Plank Pushup with DB Front raise
Begin on your mat in a push-up position, hands slightly wider than shoulder-width with a dumbbell in each hand – abs engaged. (For beginners, modify by placing knees on the mat and only add weight if you feel safe.) Bend elbows and lower down into a push-up bringing your heart between your palms and push back up. Extend your left arm forward into a front raise and lower back down. Repeat your push-up and front raise on the right arm. Alternate for a total of 10-12 reps on each side.

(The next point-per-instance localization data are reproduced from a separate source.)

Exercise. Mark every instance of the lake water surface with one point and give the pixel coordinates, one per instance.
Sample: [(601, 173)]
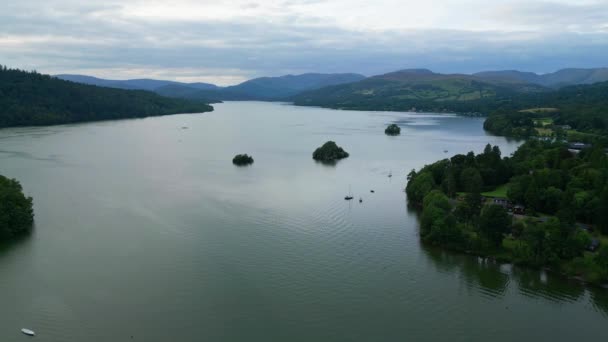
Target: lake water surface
[(145, 231)]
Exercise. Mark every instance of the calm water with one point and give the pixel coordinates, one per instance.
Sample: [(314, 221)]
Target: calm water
[(146, 231)]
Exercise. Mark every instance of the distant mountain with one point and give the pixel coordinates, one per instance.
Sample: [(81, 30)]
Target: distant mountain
[(273, 88), (560, 78), (141, 84), (416, 88), (264, 88), (29, 99)]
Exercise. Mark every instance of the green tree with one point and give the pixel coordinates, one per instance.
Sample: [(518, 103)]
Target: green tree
[(601, 213), (494, 222), (16, 212), (419, 185)]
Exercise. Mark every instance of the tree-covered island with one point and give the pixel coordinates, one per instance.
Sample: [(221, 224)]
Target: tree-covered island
[(16, 212), (329, 152), (545, 206)]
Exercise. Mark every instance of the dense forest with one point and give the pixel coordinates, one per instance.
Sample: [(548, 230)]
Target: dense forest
[(552, 212), (30, 98), (579, 112), (16, 213)]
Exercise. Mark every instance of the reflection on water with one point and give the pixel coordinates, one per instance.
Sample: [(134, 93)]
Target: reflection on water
[(145, 227)]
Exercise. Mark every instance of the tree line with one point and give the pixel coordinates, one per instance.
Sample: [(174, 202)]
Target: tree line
[(559, 190), (30, 98)]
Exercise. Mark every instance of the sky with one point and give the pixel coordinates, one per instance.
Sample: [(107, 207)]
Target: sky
[(227, 42)]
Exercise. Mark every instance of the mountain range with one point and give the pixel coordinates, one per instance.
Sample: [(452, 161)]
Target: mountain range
[(558, 79), (429, 91), (263, 88), (348, 90)]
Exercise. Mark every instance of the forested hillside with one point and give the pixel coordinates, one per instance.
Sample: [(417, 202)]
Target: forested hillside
[(580, 112), (418, 89), (551, 210), (30, 98)]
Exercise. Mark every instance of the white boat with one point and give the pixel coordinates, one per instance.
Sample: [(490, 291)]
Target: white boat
[(28, 332)]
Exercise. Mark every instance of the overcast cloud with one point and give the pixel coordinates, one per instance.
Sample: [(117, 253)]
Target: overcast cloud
[(225, 42)]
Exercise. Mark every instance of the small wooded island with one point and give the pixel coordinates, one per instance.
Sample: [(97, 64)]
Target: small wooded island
[(242, 160), (329, 152), (16, 212), (392, 129), (544, 207)]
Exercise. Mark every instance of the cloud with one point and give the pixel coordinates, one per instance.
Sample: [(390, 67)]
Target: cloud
[(226, 43)]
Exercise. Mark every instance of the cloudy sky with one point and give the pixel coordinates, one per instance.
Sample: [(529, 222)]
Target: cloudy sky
[(225, 42)]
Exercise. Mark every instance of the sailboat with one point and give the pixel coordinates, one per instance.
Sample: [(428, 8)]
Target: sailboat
[(349, 196)]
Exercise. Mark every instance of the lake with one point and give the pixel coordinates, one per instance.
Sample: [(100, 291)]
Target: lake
[(145, 231)]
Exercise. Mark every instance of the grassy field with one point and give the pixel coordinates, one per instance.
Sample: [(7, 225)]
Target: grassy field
[(539, 110), (544, 121), (499, 192)]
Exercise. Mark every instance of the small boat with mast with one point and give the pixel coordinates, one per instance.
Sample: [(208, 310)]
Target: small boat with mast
[(349, 196)]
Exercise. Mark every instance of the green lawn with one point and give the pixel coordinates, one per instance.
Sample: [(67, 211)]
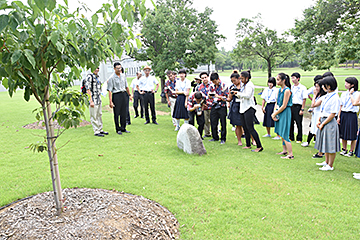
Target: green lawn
[(229, 193)]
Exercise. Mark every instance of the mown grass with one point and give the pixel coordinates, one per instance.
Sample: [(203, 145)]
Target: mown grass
[(229, 193)]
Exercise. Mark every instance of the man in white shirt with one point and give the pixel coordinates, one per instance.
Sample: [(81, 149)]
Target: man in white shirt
[(146, 88), (299, 95), (137, 96)]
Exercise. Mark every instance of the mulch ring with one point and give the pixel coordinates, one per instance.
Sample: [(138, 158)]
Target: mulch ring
[(88, 214), (41, 125)]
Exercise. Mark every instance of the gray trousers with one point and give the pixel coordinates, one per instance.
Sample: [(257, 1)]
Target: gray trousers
[(95, 118)]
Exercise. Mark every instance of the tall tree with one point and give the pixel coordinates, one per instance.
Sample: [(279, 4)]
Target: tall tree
[(39, 39), (175, 35), (256, 40), (326, 33)]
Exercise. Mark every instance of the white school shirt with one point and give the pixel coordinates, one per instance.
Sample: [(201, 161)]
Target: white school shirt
[(345, 102), (270, 95), (299, 93), (182, 85), (147, 83), (330, 104)]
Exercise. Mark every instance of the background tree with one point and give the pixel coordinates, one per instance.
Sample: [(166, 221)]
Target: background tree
[(39, 39), (327, 33), (175, 36), (256, 40)]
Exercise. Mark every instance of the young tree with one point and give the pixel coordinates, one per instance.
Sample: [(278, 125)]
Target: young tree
[(175, 36), (39, 39), (260, 41)]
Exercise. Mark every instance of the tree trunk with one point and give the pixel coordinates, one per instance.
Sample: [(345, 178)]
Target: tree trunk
[(163, 99), (269, 69)]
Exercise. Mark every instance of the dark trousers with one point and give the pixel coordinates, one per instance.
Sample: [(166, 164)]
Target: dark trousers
[(149, 99), (120, 100), (138, 98), (215, 115), (199, 119), (247, 119), (296, 118)]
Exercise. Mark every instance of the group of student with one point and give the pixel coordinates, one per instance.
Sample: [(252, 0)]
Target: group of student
[(333, 118)]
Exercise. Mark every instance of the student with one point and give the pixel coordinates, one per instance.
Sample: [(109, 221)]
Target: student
[(299, 95), (247, 110), (269, 96), (282, 114), (234, 111), (313, 128), (328, 139), (347, 118), (217, 98), (196, 104), (319, 94), (182, 89)]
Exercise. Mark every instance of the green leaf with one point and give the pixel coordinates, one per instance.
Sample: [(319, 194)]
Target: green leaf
[(30, 57), (41, 4), (116, 30), (95, 19), (54, 37), (16, 56), (4, 20)]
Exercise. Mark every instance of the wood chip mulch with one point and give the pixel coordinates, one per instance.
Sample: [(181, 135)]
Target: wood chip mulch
[(88, 214)]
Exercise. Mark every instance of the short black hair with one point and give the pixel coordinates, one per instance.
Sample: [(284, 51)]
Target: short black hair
[(272, 80), (317, 78), (198, 95), (296, 74), (214, 76), (354, 81), (203, 73), (329, 81), (183, 71)]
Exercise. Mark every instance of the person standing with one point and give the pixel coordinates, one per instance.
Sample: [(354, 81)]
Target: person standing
[(299, 95), (146, 88), (217, 95), (327, 136), (269, 97), (234, 110), (170, 94), (247, 110), (196, 104), (93, 89), (182, 89), (204, 88), (137, 96), (118, 98), (282, 114)]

Planking Single Arm Side Lateral Raise
Begin on your mat in a push-up position, hands slightly wider than shoulder-width with a dumbbell – abs engaged. (For beginners, modify by placing knees down on the mat and only add weight if you feel safe.) Extend your left arm all the way to the ceiling into a side lateral raise and lower back down. Let your gaze follow your working arm. Repeat on each side, alternating for a total of 10-12 reps on each side.
Come to a kneeling or standing position. Feet or knees hip-width apart, knees slightly bent with a forward hinge in the waist. Put up your fists and get to punching! Raise your fists to your shoulders, keeping your elbows up and box your right hand forward. Bring your hands back to center and switch. Alternate boxing on each arm for 30 seconds. Keep those abs tight the whole time!